Did Warhol Make Art for the 1964 Worlds Fair
Wednesday, July 9th, 2014
Wanted but Undesired: Andy Warhol at the 1964 World'southward Fair
13 Most Wanted Men: Andy Warhol and the 1964 World's Off-white at The Queens Museum
April 27 to September seven, 2014
New York City Building, Flushing Meadows Corona Park
Queens, 718 592 9700
The facts are more or less clear. Invited by the architect Philip Johnson to propose a public artwork for the New York State Pavilion at the 1964 World's Fair, Andy Warhol chose as his subject a set of mug shots from a New York police department bulletin of 13 About Wanted Men. Silkscreened on a twenty-by-20-foot grid, the resulting work was installed loftier above the fairgrounds on the oval Circarama building—an oversized rogues gallery canonized by its reverential placement. Once the pre-fair media buzz had reported the public's objections over what was essentially a series of massive wanted posters in a setting meant to celebrate civic accomplishment, Warhol, seemingly immune to the controversy he'd set in motion, wrote a letter to the Fair's organizers suggesting that the work be painted over in a color "of the architect's choice."
Afterwards the silkscreened panels were covered over with silver paint, the large monochromatic filigree remained for the entirety of the off-white, an enigmatic blank in a place that had been designated to glorify New York's vibrant cultural life. In an interview x years later, Johnson confessed that it was not Warhol's displeasure with the work that inspired its erasure (as Johnson stated publicly at the fourth dimension) only a bow to pressure level applied by Governor Nelson Rockefeller who was concerned that the work would alienate his large Italian-American constituency (the ethnicity of the majority of the mug shot subjects) during the initial stages of his campaign for the presidency.

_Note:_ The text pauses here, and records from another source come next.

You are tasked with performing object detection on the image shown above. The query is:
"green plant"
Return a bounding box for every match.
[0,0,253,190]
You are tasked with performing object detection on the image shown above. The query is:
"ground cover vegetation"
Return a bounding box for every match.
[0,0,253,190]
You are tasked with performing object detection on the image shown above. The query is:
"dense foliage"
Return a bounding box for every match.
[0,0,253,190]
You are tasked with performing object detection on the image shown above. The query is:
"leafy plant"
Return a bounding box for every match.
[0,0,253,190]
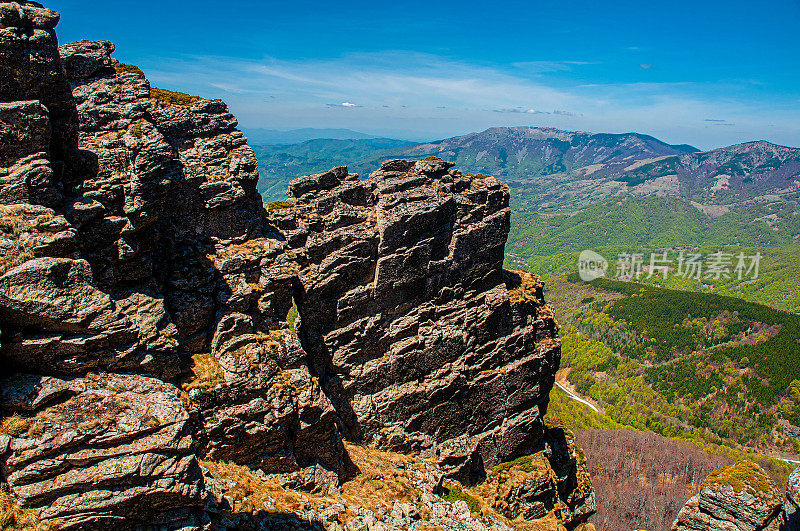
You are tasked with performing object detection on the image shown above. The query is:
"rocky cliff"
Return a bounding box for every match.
[0,2,594,529]
[672,461,800,531]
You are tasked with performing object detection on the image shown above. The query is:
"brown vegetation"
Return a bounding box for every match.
[576,429,731,531]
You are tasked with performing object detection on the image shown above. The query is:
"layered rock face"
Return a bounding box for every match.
[0,2,594,529]
[287,160,560,481]
[672,461,794,531]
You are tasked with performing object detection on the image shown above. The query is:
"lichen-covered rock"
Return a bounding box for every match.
[286,160,560,479]
[0,1,78,169]
[476,427,596,528]
[781,468,800,531]
[672,461,784,531]
[0,374,207,529]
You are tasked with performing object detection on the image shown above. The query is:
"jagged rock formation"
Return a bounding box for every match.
[0,2,593,529]
[783,468,800,531]
[672,461,786,531]
[289,160,560,481]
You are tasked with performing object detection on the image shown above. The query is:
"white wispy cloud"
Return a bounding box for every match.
[142,51,800,147]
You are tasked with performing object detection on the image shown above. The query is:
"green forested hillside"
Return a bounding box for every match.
[253,138,410,202]
[545,275,800,454]
[506,196,800,312]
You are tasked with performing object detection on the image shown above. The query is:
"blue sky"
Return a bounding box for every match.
[46,0,800,149]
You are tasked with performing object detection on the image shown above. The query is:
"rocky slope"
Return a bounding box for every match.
[672,461,800,531]
[0,2,594,529]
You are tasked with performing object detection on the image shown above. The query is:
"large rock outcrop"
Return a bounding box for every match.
[287,160,560,479]
[672,461,785,531]
[0,2,593,529]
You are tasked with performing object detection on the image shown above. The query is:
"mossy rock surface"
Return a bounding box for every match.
[703,461,781,502]
[112,59,145,77]
[267,201,294,212]
[150,87,203,107]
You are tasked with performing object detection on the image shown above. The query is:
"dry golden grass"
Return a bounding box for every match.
[181,354,225,393]
[215,238,271,260]
[202,443,580,531]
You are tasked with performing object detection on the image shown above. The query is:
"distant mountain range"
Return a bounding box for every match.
[254,127,800,213]
[243,127,376,145]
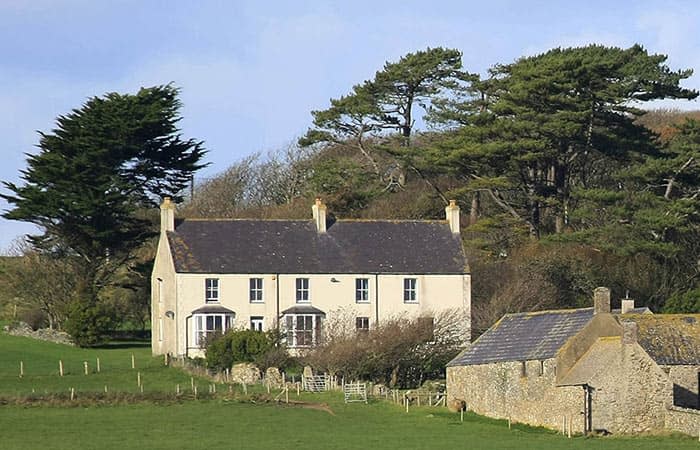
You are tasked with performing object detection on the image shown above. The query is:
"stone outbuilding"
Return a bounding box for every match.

In a small simply carefully organized evidence of paintings, films, and archival material, the Queens Museum, in association with the Warhol Museum, has reconstructed not only the details of the above incident, only the social and political context within which it took identify. Addressing the homoerotic subtext of the "nearly wanted men" subjects (Warhol'due south 1964 The thirteen Most Beautiful Boys screen tests are shown in an adjoining room), the exhibition too includes archival back up material that documents mainstream media's reportage on a changing cultural landscape. Revealing an atmosphere of repressive "cleansing" in New York City leading up to the opening of the Earth's Off-white, along with business about protests from ceremonious rights groups, news manufactures describe law raids on "cloak-and-dagger" film screenings of Jack Smith's Flaming Creatures (1963), as well equally a fearfulness of a planned "stall-in" (a group of protestors in cars that planned to collectively "run out of gas" to block the main highway to the fairgrounds) past the Congress for Racial Equality.
With pavilions sponsored by big business offering branded optimism accompanied by ethnic caricatures at the national pavilions, the fair merged a corporate futurism with Disney'southward "It'south a Small-scale Earth" motto, shrinking divergence and locality into a cartoonish internationalism that spoke to America's post-state of war ambitions of empire while dissent and "deviation" were beingness bottled up at home. While outwardly fun and carnivalesque, the 1964 Globe'due south Fair was a massive propagandistic effort and financial risk, with a cracking bargain at stake for organizer Robert Moses (whose 1939-40 fair at the same site had gone bankrupt) and Governor and presidential aspirant Nelson Rockefeller. Any controversy that might compromise the fair'southward success had to exist dealt with rapidly and decisively. With public pressure mounting, the 13 most wanted men were visible for a mere 48 hours before being covered over with silvery paint (and, briefly, a black shroud for expert measure).
There's a cute irony in the idea that a ready of (mug shot) portraits commissioned by the state, presumably with the public's welfare in mind, are appropriated past an artist to fulfill a public art committee which is and so censored past the state over concerns of alienating the public. While it'southward true that the subject of criminals is clearly out of pace with the laudatory atmosphere of a World's Fair, Warhol'southward coy literalism (he said he was asked to do a piece that had "something to do with New York") threatened to distract from the orgiastic mingling of a rising corporatism with national and regional pride then prominently featured at the Off-white. On the flooring of the Johnson-designed New York State Pavilion, adjacent to where the mug shots-turned-monochromes remained on display, was an enormous terrazzo road map of New York sponsored by Texaco, indicating all the locations of their gas stations across the state. In keeping with the Fair's agenda, which collapsed distinctions between business organization and everyday life, the "walkable" map realized a new scale of corporate paternalism within the public realm. With Warhol's (brief) elevation of the marginalized and feared now safely muted under the all-purpose glimmer of silver pigment, visitors below wandered across a map of the "new earth," a place where, the Fair seemed to promise, all their needs would be taken care of, as far into the future as they could imagine.